Mr Nuttall says he "wasn't really unsure" about whether to stand, following accusations from opponents that he was wavering.
Thursday 27 April 2017 20:17, UK
UKIP leader Paul Nuttall has insisted he will be a candidate in the General Election after accusations that he was running scared.
"As the leader of the party I will be, obviously, leading the party into battle as I have done many times in the past," he said in a radio interview.
Mr Nuttall said he would reveal which constituency he will fight in the next 48 hours, but it is thought he may run in Hartlepool, where UKIP was only 3,000 votes behind Labour in 2015.
This week Mr Nuttall's election plans have veered from soap opera to farce as he was forced to barricade himself in a hotel room as he attempted to dodge questions from journalists.
Mr Nuttall, an MEP since 2009 who succeeded Nigel Farage as UKIP leader after a shambolic period of leadership changes following the EU referendum, has stood for Parliament unsuccessfully five times.
He stood in Bootle, where he grew up, in the 2005, 2010 and 2015 general elections and in by-elections in Oldham East and Saddleworth in 2011 and Stoke-on-Trent Central in February this year.
The Stoke by-election was a particularly bruising contest for Mr Nuttall, who was dogged by accusations that he lied about being at the Hillsborough disaster in 1989 and about claims in his CV.
While he could have another crack at Stoke, Hartlepool looks a much better prospect, especially as popular local Labour MP Iain Wright, who chairs the Business Select Committee, is standing down.
Hartlepool is one of UKIP's top target seats, polling 11,052 votes there in 2015, narrowly behind Labour's 14,076, with the Conservatives trailing in third place on 8,256.

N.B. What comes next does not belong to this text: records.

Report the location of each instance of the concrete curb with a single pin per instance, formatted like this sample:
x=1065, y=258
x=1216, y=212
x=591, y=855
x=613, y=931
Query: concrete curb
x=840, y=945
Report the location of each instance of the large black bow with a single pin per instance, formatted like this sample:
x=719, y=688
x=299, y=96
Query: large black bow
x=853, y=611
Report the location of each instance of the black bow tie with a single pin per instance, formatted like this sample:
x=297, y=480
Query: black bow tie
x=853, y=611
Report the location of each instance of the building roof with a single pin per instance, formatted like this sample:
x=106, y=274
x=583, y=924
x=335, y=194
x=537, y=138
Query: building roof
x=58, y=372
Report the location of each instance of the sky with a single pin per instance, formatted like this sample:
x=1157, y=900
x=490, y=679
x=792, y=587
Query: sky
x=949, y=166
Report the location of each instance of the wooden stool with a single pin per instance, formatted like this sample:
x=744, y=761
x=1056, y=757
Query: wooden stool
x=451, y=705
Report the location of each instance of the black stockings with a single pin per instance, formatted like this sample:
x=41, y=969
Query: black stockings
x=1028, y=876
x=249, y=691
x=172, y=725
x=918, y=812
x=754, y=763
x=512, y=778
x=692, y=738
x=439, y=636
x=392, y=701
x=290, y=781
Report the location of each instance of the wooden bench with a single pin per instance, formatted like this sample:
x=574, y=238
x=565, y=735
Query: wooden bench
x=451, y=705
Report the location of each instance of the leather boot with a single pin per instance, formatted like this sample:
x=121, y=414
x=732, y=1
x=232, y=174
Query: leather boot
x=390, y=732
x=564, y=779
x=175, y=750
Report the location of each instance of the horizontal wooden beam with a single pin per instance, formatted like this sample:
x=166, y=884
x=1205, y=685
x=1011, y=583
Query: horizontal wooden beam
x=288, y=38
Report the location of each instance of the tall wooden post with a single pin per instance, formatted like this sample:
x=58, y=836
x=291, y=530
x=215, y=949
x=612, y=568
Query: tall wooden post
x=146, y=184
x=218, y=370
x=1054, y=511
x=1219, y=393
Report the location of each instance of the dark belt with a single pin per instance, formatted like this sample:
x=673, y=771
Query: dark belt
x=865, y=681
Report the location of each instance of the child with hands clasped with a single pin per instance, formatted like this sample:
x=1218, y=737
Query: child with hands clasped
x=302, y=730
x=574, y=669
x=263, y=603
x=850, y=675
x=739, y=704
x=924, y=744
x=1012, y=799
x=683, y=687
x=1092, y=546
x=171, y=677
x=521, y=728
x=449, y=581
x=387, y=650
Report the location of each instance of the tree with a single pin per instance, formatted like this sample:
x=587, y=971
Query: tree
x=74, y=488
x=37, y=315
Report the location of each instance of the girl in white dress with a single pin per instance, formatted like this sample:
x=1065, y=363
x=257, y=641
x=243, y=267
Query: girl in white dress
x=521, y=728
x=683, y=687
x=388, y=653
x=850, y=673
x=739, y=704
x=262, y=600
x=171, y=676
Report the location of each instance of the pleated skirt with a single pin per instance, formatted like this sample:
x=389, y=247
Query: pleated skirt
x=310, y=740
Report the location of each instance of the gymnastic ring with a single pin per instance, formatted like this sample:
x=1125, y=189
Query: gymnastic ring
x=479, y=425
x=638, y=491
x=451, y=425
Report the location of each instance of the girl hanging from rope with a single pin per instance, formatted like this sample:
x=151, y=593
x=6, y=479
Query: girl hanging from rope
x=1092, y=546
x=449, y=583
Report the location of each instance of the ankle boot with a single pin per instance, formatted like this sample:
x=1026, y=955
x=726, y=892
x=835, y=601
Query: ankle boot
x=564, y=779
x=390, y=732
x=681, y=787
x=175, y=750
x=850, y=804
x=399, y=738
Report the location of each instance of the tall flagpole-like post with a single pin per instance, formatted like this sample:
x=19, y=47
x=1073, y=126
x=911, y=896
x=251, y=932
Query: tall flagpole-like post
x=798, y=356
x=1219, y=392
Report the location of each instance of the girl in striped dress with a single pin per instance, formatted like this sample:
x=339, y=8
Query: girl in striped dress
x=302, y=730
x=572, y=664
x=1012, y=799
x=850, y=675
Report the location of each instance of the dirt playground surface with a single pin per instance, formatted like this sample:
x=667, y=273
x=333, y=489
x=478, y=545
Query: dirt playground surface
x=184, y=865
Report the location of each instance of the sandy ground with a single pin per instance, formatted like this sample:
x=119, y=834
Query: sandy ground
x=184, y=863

Other possibilities are Boston and Skegness, where UKIP was 4,000 behind the Tories in 2015, or Thurrock, a tight three-way marginal in Essex in the Thames area.
Or he could fight South Thanet, the seat contested by his predecessor Mr Farage in 2015, now the subject of police and Crown Prosecution Service inquiries into allegations of electoral fraud against the Tories.
In his radio interview with Iain Dale on LBC, Mr Nuttall denied accusations from political opponents that he was wavering about whether or not to stand in the General Election.
"I wasn't really unsure," he said. "I just had to take a decision as to what the party really needed me to do.
"I saw what happened with Nigel Farage in 2015, where he spent the majority of his time down in Thanet, and I basically had to take the decision as to whether the party needed me roaming the country and geeing up the branches and appearing on the media.
"It's quite difficult to do both when you're the leader of UKIP. We don't have a safe seat."